Não sei, é claro, o eventual leitor – mas eu adoro essas historinhas de bastidores…

O IMDb traz 33 itens na página de Trivia – informações, curiosidades – sobre o filme. Essa aí é apenas uma delas.

Não está na página de Trívia, mas, como já foi dito na abertura do texto, este Girl Crazy foi o oitavo filme da parceria Mickey Rooney & Judy Garland. Ao todo, foram dez filmes juntos, entre 1937, o ano de Menino de Ouro/ Thoroughbreds Don’t Cry, e 1948, em que fizeram Minha Vida é uma Canção/Words and Music.
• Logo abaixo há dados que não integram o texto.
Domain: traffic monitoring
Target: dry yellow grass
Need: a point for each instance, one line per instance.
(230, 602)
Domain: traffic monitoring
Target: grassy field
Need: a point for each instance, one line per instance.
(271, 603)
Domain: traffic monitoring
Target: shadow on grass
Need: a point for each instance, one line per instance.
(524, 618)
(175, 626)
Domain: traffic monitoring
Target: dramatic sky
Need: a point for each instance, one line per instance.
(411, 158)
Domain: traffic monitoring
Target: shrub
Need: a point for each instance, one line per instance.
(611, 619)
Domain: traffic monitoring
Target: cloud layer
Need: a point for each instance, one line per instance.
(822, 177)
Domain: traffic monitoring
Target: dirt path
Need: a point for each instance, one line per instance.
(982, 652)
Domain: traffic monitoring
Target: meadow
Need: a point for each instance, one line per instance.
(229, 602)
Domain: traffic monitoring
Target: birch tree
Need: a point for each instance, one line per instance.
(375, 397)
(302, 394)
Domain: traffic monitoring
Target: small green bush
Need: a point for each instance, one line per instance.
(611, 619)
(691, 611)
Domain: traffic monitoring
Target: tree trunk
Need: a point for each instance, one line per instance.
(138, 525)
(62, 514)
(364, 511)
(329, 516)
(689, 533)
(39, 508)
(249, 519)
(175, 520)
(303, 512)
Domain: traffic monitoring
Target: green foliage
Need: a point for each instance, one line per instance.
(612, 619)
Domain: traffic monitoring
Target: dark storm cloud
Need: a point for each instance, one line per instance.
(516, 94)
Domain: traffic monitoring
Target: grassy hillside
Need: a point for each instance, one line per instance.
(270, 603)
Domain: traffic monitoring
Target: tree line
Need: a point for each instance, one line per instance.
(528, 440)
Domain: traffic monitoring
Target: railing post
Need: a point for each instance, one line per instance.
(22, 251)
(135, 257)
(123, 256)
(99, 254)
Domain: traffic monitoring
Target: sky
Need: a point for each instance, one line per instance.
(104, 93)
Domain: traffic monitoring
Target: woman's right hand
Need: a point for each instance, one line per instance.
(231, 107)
Não foram apenas Leonard Maltin e Pauline Kael que gostaram de Girl Crazy. O filme tem 100% de aprovação dos críticos no site agregador de opiniões Rotten Tomatoes.

Não há como resistir…

Anotação em maio de 2024

Louco por Saias/Girl Crazy

De Norman Taurog (e Busby Berkeley), EUA, 1943

Com Mickey Rooney (Danny Churchill, Jr.),

Judy Garland (Ginger Gray)

e Gil Stratton (Bud Livermore), Robert E. Strickland (Henry Lathrop), “Rags” Ragland (Rags), June Allyson (Specialty), Nancy Walker (Polly Williams), Guy Kibbee (o reitor Phineas Armour), Tommy Dorsey and His Orchestra (eles mesmos), Frances Rafferty (Marjorie Tait, a filha do governador), Howard Freeman (governador Tait), Henry O’Neill (Mr. Churchill, Sr.), Sidney Miller (Ed), Eve Whitney (showgirl morena), Carole Gallagher (loura), Kay Williams (loura), Jess Lee Brooks (Buckets),

Roger Moore (cameraman), Charles Coleman (Maitre d’Hotel)

Roteiro Fred Finklehoffe, Dorothy Kingsley, Sid Silvers, William Ludwig

Baseado na peça de George e Ira Gershwin, Guy Bolton e Jack McGowan

Fotografia William Daniels, Robert Planck

Música George e Ira Gershwin

Direção musical George Stoll

Montagem Albert Akst

Direção de arte Cedric Gibbons

Coreografia Charles Walters, Busby Berkeley

Produção Arthur Freed, MGM.

P&B, 99 min

***

Título em Portugal: “Doidinho por Saias”.